Каждый из пастухов согласно кивнул головой, при этом не забыв по-доброму улыбнуться.
Что могло быть хорошего в этих оковах, в этом каменном мешке, в этой непроглядной тьме. Ничего. Но Гудо почему-то был спокоен, и… удивлен этому.
Еще больше удивился своему собственному вопросу:
– Я знаю многих великих поэтов. Но никогда не слышал о таком поэте. Что великого в этом Феодоре?..
Отец Александр удивленно воскликнул:
– Феодор Продрома! Да!.. Хотя… Судя по тому, как говоришь ты на языке франков, ромейским[122]. На этом языке существует богатая духовная и светская литература, богатый набор кодексов законов) не владеешь вовсе.
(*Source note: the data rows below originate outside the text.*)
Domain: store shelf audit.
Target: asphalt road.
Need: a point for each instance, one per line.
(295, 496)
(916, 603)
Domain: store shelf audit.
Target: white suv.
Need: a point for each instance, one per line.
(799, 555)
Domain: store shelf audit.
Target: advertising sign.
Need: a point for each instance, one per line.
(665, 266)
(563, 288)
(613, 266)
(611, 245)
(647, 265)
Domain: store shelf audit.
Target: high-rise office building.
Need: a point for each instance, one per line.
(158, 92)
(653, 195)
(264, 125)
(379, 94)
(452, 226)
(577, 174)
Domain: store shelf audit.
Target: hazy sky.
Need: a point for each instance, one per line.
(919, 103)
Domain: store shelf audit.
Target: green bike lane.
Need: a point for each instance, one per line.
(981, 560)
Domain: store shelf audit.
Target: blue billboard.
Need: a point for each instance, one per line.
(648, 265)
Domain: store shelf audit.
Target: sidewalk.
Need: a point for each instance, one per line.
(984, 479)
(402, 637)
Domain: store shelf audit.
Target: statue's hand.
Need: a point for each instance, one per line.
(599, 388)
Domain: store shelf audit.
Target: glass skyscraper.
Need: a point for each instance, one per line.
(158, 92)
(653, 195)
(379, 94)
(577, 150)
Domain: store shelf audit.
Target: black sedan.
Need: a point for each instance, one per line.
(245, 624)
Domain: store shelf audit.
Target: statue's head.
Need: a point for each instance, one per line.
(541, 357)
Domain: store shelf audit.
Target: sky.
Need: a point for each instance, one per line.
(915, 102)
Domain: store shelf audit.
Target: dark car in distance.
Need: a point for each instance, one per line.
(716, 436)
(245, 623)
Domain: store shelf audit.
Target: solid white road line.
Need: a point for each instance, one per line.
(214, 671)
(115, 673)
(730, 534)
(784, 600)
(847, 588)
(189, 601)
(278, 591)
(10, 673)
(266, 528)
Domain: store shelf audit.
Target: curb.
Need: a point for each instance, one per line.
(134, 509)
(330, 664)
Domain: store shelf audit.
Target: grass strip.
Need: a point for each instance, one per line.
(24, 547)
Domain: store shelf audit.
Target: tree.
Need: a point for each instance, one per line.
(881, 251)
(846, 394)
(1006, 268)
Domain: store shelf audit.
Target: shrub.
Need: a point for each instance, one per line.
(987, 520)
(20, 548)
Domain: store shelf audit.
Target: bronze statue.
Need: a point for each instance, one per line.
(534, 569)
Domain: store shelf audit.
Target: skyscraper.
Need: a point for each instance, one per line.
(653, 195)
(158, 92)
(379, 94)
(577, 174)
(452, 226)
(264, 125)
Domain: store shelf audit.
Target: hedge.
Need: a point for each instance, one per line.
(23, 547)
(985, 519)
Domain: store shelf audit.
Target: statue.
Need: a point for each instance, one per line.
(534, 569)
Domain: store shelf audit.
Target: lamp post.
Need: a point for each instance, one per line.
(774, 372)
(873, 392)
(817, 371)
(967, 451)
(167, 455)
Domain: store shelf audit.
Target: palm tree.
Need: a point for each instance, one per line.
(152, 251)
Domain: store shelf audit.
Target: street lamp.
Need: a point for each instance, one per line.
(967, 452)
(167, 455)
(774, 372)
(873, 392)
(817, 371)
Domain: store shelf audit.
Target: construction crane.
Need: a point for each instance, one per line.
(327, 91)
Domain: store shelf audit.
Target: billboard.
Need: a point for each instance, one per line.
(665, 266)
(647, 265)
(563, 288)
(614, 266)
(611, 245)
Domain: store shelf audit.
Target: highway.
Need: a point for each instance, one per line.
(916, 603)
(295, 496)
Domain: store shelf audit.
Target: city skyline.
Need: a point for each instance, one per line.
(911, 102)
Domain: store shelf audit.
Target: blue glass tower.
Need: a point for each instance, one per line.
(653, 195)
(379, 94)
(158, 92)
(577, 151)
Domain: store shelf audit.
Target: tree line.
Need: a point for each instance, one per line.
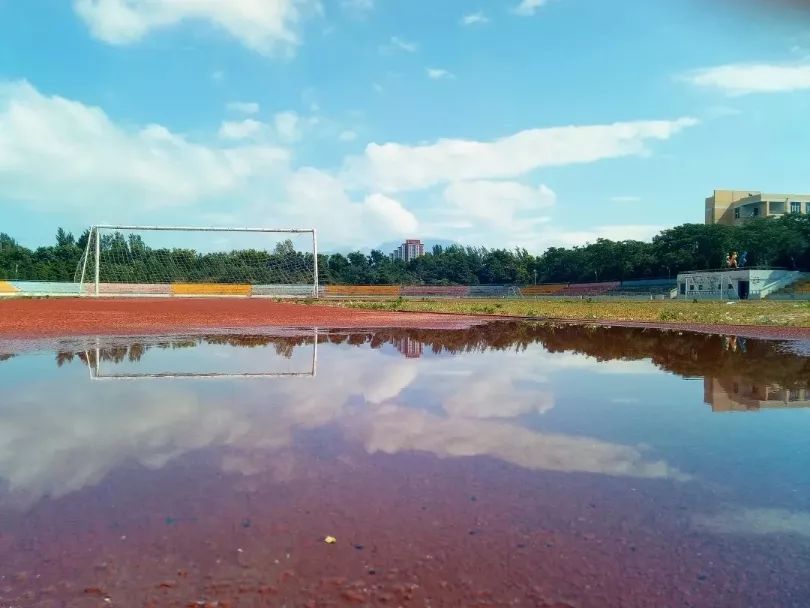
(781, 242)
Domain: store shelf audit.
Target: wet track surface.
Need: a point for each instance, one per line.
(508, 464)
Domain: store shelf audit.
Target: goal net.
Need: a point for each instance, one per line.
(181, 261)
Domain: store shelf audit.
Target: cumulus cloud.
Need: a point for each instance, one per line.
(313, 195)
(396, 167)
(267, 27)
(53, 442)
(392, 429)
(527, 8)
(747, 78)
(438, 73)
(357, 6)
(749, 521)
(498, 203)
(92, 163)
(474, 19)
(243, 107)
(395, 43)
(616, 232)
(240, 129)
(287, 125)
(390, 213)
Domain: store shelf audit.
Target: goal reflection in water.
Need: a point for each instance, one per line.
(508, 464)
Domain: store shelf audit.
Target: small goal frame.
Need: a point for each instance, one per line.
(94, 240)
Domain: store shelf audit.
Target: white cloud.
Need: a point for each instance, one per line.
(438, 73)
(747, 78)
(243, 107)
(527, 8)
(357, 6)
(618, 232)
(390, 213)
(474, 18)
(55, 442)
(392, 429)
(240, 129)
(312, 195)
(287, 125)
(91, 163)
(396, 167)
(749, 521)
(265, 26)
(397, 43)
(498, 204)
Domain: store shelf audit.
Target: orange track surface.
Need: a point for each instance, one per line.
(87, 316)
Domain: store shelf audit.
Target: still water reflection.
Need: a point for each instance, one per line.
(510, 464)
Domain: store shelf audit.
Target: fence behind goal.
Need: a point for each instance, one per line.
(164, 261)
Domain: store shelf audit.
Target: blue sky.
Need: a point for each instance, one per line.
(502, 123)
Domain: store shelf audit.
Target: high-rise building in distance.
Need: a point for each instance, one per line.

Феодор Продрома философствующий поэт, гордый своими знаниями, великий гражданин, разочарованный тем, что в Византии знания и ученые люди ценятся весьма низко, великий учитель для многих и просто хороший друг для хороших друзей.
И тут же отец Александр принялся наизусть читать многое из творений знаменитого византийца. Особо подробно ученный святой отец поведал о драме для чтения под названием «Катомиомахия».
Слушал ли его Гудо? Да, пожалуй, слушал. Невозможно человеку думать все время о своем прошлом, настоящем и будущем. Нужно быть и в других мирах, чтобы вернувшись в собственный, увидеть его по-иному. Была ли ему интересна маленькая вымышленная трагедия, со слов отца Александра пародирующая какую то древнегреческую «Батрахомиомахию» с помощью техники каких-то центов? Скорее нет. Но то, как забавно святой отец читал пролог, как искусно исполнил роль вестника, и как даже пытался петь за целый хор, приковало его внимание. Гудо даже улыбался, когда рассказчик добрался до сцены причитания царицы мышей, после того, как мышиное войско отправилось в поход на злющую кошку. Он даже порадовался тому, что в критический момент сражения гнилая балка упала на голову могучей кошки.
И только после того, как отец Александр закончил устное чтение и приступил к разъяснению о том, что великий поэт Феодор Продрома желал высказать в этой драме, Гудо вернулся в себя. Что ему до великих государственных забот? Что ему до мышиной возни, всего того, что желает царствовать? Что ему до сравнений вымышленных и живущих? Что ему до того чужого добра, которое непременно должно победить чужое зло?
У него есть свое личное зло и свое всепобеждающее добро. Вот только это добро сидит на цепи в глубине святой горы Афон, а зло набирает силу, чтобы удалить счастливое время встречи с воссоединенной семьей. Его семьей!
Гудо вернулся в свой мир.
* * *
– Эй, приятель! Да никак опять уснул?
Нет, Гудо не спал. Медленно камень за камнем (ох, и тяжелы эти камни) он переворачивал свою жизнь в поисках ответа на вопрос, который и сам себе боялся задать. Печальная бессмыслица в его голове, когда тело жило без памяти и души. Что было с ним в эти печальные часы, припоминалось редко. Мог большее рассказать Гальчини, но тот или хитро улыбался, или недоступно хмурился. Лишь дважды беспамятство порадовало Гудо. В день, когда его безвольное тело конь вынес к деревушке Аделы, и в тяжелейший час сумасшествия на проклятой галере герцога – тогда дух стрелка Роя спас от гибельного падения.